Hail Review: Tragicomedy of Rediscovery

The reviews of David Perez “Davicine”:
Hail

A famous meteorologist who fails to prevent a destructive hail storm is forced to flee to his hometown, where he embarks on a journey of rediscovery. Hail is a tragicomedy directed by frame Carnival, written by Ferdinand Balmayor and the Oscar winner Nicholas Giacobone (bird man), starring William Francella (The Secret in Their Eyes), Peto Menahem, Romina Fernandes, Martín Seefeld, Laura Fernández, Eugenia Guerty, Viviana Saccone, Horacio Fernández, Norman Briski and Nicholas Scarpino. The film opens in Netflix on March 30, 2022.

To bad weather, good face

Countless times we have not remembered the family of the “weather man” on television when saying that we would have a sunny day and a storm has caught us without an umbrella in the middle of the street. So that’s the starting point. Hailin which Miguel Flores, a famous TV meteorologist, becomes public enemy number one for not predicting a terrible hail storm. His fall from grace forces him to leave the big city (Buenos Aires) and seek refuge in Córdoba, his hometown. What began as an escape ends up being a journey of self-discovery as absurd as it is human.

It is a simple story of a meteorologist who was famous but lost everything because of a simple mistake, focusing on the impact that a simple mistake can have on anything. It is true that many films have been made from that same starting point, changing the profession and therefore the type of error, but here it serves as the engine for a well-shot journey of self-discovery with an impeccable cast and an unbeatable staging .

Lost fame like tears in the rain

Like a shooting star is the passage for the fame of television celebrities. Few stars are capable of lasting for years in the limelight, and Hail It is in charge of showing us the transience of those people who take over the screens at a meteoric speed for the tastes of the spectators more than for their work itself.

Once they achieve success, in many cases they are unable to maintain their own personal lives, as is the case of the protagonist of the film, able to forecast the weather but not keeping his own daughter close, both physically and emotionally. That part of the story is what allows Mark’s Carnival combine the comedy of manners with the drama about family tragedies. Likewise, they enlighten us about the reactions of the fandoms when well-known people are wrong, going from heroes to villains in an instant.
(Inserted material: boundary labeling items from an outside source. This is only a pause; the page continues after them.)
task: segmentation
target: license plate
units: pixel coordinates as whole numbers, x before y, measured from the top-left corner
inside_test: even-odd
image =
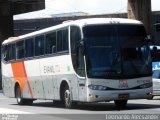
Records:
[[[129,94],[118,94],[118,98],[119,99],[128,99],[129,98]]]

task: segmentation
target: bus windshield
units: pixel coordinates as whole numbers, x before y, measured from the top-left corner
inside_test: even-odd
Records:
[[[127,79],[151,75],[151,57],[142,25],[83,27],[90,78]]]

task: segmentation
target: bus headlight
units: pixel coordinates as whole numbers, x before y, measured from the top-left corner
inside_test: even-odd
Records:
[[[91,90],[106,90],[107,89],[106,86],[102,86],[102,85],[88,85],[88,87]]]

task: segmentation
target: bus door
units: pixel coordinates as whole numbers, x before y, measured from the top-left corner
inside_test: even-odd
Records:
[[[151,55],[153,72],[153,95],[160,95],[160,47],[153,47],[151,49]]]

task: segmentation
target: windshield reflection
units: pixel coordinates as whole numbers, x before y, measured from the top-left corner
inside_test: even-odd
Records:
[[[118,79],[151,74],[143,26],[85,26],[83,32],[88,77]]]

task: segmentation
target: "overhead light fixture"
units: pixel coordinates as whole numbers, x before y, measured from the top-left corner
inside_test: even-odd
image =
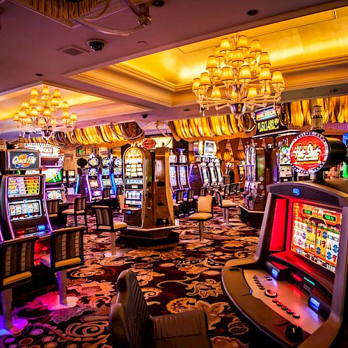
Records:
[[[56,88],[53,93],[49,87],[43,85],[41,95],[38,88],[32,88],[29,102],[24,100],[13,120],[23,133],[41,132],[42,138],[48,140],[55,132],[70,132],[77,121],[77,114],[70,113],[67,102],[61,100],[61,91]],[[58,112],[61,110],[58,123]],[[59,112],[59,113],[61,113]]]
[[[285,88],[281,72],[271,72],[268,53],[262,51],[260,41],[249,45],[244,35],[223,38],[208,56],[206,69],[192,85],[200,112],[204,116],[210,108],[229,108],[245,132],[254,128],[255,119],[252,113],[253,122],[250,118],[244,122],[244,115],[279,102]]]

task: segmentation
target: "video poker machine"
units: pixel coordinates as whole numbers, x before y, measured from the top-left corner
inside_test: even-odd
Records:
[[[123,187],[123,178],[122,172],[122,159],[120,157],[113,157],[113,182],[116,187]]]
[[[255,255],[226,264],[223,289],[250,324],[249,347],[343,347],[348,180],[325,181],[323,171],[347,161],[347,148],[308,132],[294,139],[290,157],[294,170],[315,180],[267,187]]]
[[[87,178],[87,189],[89,201],[94,200],[96,197],[102,196],[102,185],[100,181],[100,171],[99,166],[100,159],[94,154],[91,154],[88,160],[88,175]]]

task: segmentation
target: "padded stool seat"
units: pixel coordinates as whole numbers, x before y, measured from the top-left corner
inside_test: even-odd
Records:
[[[190,220],[203,220],[206,221],[213,217],[210,213],[194,213],[189,216]]]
The hail that gives the film its title also plays an important role, and for which they have had some outstanding special effects that I did not expect to find in a film like this, the hail that falls from the sky and its devastating consequences being very important for both the visual impact on the viewer as well as on the lives of the protagonists.

Francella monopolizes all the protagonism

Surprisingly little development of secondary characters that could have helped to expand the main story a little more, being very focused Hail in the rediscovery story of Miguel, played by William Francella, and in the background we have her daughter, played by Roman Fernandez.
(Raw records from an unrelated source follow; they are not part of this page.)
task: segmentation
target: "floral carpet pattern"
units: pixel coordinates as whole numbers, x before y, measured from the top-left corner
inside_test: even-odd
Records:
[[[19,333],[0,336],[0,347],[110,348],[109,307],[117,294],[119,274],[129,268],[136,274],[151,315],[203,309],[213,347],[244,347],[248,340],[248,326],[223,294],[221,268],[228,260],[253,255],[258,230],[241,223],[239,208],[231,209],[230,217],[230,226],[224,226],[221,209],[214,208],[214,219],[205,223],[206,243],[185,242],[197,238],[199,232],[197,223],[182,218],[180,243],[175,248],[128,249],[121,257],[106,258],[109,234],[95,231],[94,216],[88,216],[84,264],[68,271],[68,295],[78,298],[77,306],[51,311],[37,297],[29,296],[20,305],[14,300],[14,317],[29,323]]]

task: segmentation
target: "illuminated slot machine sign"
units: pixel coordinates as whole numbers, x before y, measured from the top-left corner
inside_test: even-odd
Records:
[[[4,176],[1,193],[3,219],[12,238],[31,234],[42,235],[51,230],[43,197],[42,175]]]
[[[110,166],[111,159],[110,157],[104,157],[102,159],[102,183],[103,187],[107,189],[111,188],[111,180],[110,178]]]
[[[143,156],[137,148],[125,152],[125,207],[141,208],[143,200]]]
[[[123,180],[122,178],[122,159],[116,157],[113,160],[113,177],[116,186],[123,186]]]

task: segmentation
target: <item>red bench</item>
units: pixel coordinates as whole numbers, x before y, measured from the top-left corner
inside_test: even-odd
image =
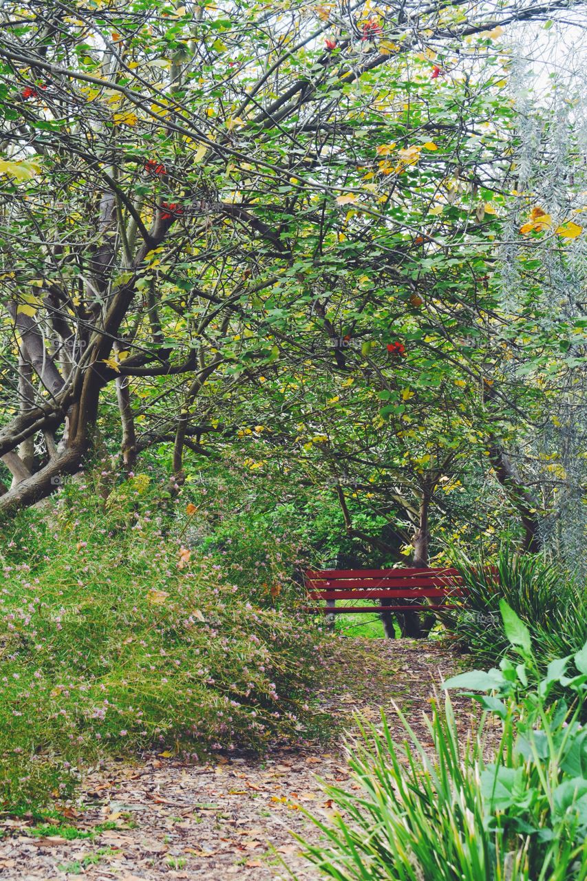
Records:
[[[456,569],[320,569],[306,572],[304,581],[308,599],[325,603],[308,611],[327,615],[431,612],[453,609],[450,600],[464,596]],[[391,604],[394,599],[397,603]],[[370,604],[337,606],[337,600],[365,600]],[[375,600],[384,604],[375,605]]]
William Francella He needs no introduction, he is able to make the most of any role he faces, and takes us from drama to comedy with an ease that seems innate. He can only make a movie work because of his wonderful gift for us to empathize with his characters, but sometimes it helps to get to know the supporting characters a little better who help broaden the world of the main character. Roman Fernandez, For his part, he has earned the hatred of the Cordobeses by unluckily capturing the Córdoba accent, something that we do not notice in Spain but that in Argentina has been viewed with bad eyes.

Luis, a taxi driver who is a fan of Miguel played by Menahem Breastplateand grandfather Don José, played by Norman Brisky, are presented in the film as if they were two more characters in a crazy comedy starring Francella. Although they could be a turning point that would mark a before and after in Miguel’s life, in the end they remain as a filler that contributes little to the dramatic part of the story and could have worked better. Both, along with Miguel’s daughter, could have had broader stories but they remain as subplots without any emotion, and the dramatic tension is diluted in anticlimactic scenes.

Hail is an emotional and moving story of self-discovery when it deals with the father-daughter bond, with the intention of telling us many things but forgetting a large part of them halfway through, surprising the final twist more typical of another genre than a dramatic comedy .


What do you think of the movie?

Hail


Leave a Reply

Your email address will not be published.